When Jessica gets back to the Alias office, she’s greeted by a couple detectives who are looking into Whizzer’s death. Given that the evidence suggests superpowered involvement, they suspect Jessica. She, of course, was right on scene when the incident happened and couldn’t have dropped the scaffolding, but unfortunately her super refuses to vouch for her in front of the cops. When Jessica confronts him about it, he gives off an even more racist vibe than the bar sex guy by talking about her “shady power s—.” He’s worried about protecting his kid and winning a custody battle, not keeping her out of trouble. In my opinion, if Marvel wants to replicate the classic X-Men metaphor of superpowered people as marginalized/discriminated population, they should find a term as easy and understandable as “mutant.” But certainly one interesting thing about this season so far is highlighting how many people are complete a–holes. It’s not just Jessica.
For example, Trish goes to confront Max on the set of his new film. We learn that he’s a sleaze of the highest order who sexually harassed Trish when she was a teenaged actress. Not sure if this episode was written before or after the Harvey Weinstein allegations set off a ripple of similar revelations throughout Hollywood, but this particular plotline certainly does resonate in the #metoo moment. I’m glad that the show is leaning into this.

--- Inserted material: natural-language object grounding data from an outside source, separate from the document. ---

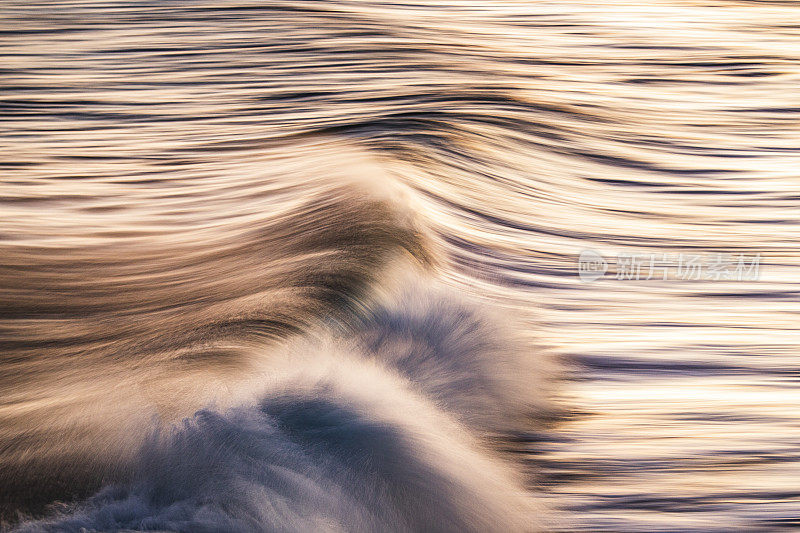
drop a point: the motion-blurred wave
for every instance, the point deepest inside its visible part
(263, 211)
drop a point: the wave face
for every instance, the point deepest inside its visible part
(277, 265)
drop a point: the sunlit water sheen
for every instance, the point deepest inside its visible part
(520, 133)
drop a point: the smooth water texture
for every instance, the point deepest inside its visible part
(218, 148)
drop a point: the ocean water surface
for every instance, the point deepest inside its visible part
(351, 231)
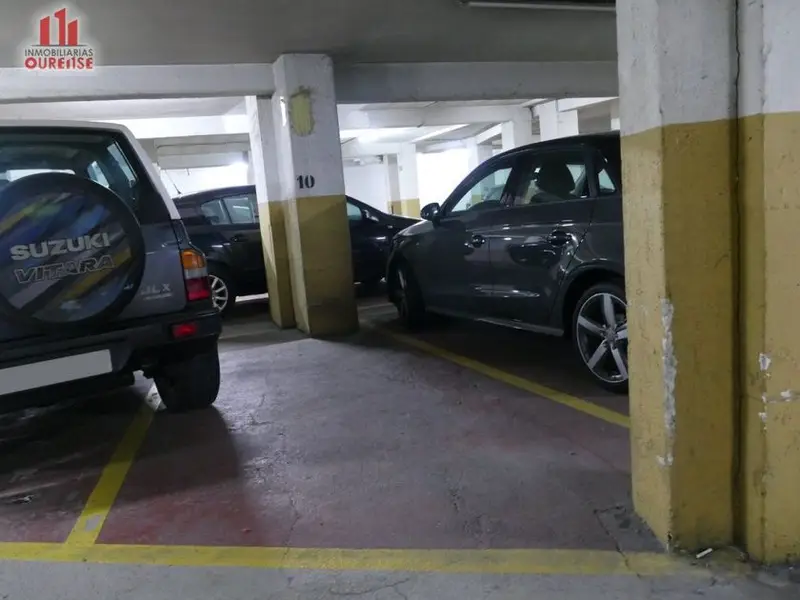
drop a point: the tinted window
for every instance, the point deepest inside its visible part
(607, 172)
(555, 176)
(487, 193)
(215, 212)
(96, 155)
(242, 209)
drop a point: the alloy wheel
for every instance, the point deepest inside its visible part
(220, 295)
(602, 337)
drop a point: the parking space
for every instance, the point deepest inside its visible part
(361, 443)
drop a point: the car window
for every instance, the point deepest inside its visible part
(354, 213)
(242, 209)
(554, 176)
(215, 212)
(92, 155)
(95, 173)
(487, 193)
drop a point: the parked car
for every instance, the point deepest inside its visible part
(546, 255)
(98, 278)
(224, 224)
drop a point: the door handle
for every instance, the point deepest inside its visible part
(558, 237)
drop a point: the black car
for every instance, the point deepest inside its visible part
(545, 255)
(224, 224)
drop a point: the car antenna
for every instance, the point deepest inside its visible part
(177, 189)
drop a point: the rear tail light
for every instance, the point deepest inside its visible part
(183, 330)
(195, 274)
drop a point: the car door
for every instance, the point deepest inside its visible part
(552, 209)
(243, 233)
(456, 273)
(369, 240)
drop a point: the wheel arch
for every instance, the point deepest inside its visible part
(577, 285)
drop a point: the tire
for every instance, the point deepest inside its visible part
(602, 345)
(73, 263)
(191, 383)
(221, 282)
(407, 298)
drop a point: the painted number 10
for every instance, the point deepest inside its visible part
(305, 182)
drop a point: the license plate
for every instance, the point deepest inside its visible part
(58, 370)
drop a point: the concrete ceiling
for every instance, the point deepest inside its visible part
(149, 32)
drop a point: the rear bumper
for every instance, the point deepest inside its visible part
(132, 346)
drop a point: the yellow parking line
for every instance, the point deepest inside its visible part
(589, 408)
(99, 504)
(543, 562)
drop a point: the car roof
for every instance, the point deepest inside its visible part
(214, 192)
(189, 198)
(60, 123)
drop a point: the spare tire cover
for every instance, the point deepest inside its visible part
(71, 251)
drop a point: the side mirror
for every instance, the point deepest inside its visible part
(430, 211)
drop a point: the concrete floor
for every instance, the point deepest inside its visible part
(358, 467)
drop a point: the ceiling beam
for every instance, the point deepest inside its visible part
(415, 82)
(125, 82)
(356, 149)
(355, 83)
(433, 116)
(566, 104)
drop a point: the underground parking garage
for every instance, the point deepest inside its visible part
(353, 450)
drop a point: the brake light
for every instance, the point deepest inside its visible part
(195, 275)
(182, 330)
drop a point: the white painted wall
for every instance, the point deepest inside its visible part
(440, 173)
(368, 183)
(186, 181)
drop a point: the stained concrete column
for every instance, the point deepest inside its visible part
(554, 124)
(393, 179)
(614, 115)
(478, 153)
(516, 133)
(263, 163)
(312, 188)
(408, 178)
(769, 192)
(676, 75)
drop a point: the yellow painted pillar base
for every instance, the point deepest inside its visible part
(276, 261)
(679, 241)
(322, 279)
(769, 169)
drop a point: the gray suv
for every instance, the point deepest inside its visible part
(98, 278)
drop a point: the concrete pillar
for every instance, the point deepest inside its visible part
(516, 133)
(407, 203)
(478, 153)
(393, 175)
(676, 74)
(614, 115)
(769, 212)
(251, 176)
(568, 123)
(271, 208)
(312, 188)
(554, 124)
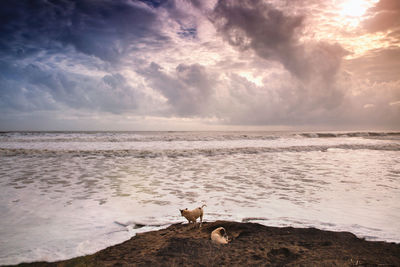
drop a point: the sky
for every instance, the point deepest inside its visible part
(199, 65)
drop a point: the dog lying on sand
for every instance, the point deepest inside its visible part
(219, 236)
(192, 215)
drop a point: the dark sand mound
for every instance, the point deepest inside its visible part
(252, 244)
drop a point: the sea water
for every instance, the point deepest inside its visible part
(67, 194)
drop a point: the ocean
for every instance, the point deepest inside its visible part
(67, 194)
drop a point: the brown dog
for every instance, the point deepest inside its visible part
(219, 236)
(192, 215)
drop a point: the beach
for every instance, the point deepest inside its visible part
(252, 245)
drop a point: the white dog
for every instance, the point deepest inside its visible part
(219, 236)
(192, 215)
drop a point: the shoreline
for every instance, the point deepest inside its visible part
(252, 244)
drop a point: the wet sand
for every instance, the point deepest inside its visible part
(252, 245)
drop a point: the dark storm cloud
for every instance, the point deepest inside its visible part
(105, 29)
(188, 90)
(44, 44)
(32, 87)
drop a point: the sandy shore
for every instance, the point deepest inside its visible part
(252, 244)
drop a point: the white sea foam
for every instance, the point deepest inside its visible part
(68, 194)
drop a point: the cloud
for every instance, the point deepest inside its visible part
(274, 35)
(188, 89)
(385, 15)
(104, 29)
(33, 88)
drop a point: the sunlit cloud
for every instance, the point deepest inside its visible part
(200, 63)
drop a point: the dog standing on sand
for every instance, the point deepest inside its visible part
(219, 236)
(192, 215)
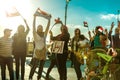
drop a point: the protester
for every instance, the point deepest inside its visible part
(6, 55)
(40, 48)
(53, 62)
(20, 49)
(62, 58)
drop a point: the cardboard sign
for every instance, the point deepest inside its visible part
(58, 47)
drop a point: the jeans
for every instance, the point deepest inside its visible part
(20, 61)
(77, 67)
(34, 66)
(9, 62)
(61, 65)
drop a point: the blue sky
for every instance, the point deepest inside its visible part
(95, 12)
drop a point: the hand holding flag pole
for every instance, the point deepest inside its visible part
(57, 21)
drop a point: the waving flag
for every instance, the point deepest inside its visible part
(85, 24)
(42, 13)
(57, 20)
(12, 12)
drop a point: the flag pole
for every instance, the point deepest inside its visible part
(66, 6)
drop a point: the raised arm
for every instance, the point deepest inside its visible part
(48, 26)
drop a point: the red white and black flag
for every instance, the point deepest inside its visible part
(42, 13)
(12, 12)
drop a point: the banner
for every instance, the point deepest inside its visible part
(41, 13)
(58, 47)
(85, 24)
(12, 12)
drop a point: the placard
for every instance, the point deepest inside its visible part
(57, 47)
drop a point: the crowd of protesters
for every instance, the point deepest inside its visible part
(16, 47)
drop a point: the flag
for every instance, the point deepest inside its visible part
(42, 13)
(12, 12)
(57, 20)
(85, 24)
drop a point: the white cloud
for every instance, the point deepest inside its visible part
(108, 16)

The confrontation with Max leaves Trish in tears (though luckily, Malcolm approaches him in the parking lot after and breaks his nose for us). More importantly, she’s alone in the dark at an abandoned movie studio. That’s when Simpson approaches her. Trish shoots him in the leg, but he still keeps coming forward, and that cuts excellently to Jessica kicking down Trish’s mom’s door. Jessica found out that Trish and her mom are talking again, and she’s not happy about it. After a bitter back-and-forth, Trish’s mom gives the location of the movie studio. When Jessica gets there, she finds Trish alive and well, with a bleeding Simpson handcuffed to a bed. Simpson insists that he isn’t the “monster,” but just an interested ex trying to protect Trish from the monster. He’s proven right when a shadowy assailant shows up, brutally breaks Simpson’s neck, and gets away from Jessica by jumping way over her head. Things are getting interesting.
-Man, what was the point of the Jeri storyline in this episode? She felt sad so she partied with coke and hookers for a few hours until Pryce Cheng showed up to professionally shame her? Perhaps this story line will have a payoff down the road, but considering this episode weighed in at a bloated 55 minutes, that would’ve been a great place to cut for now.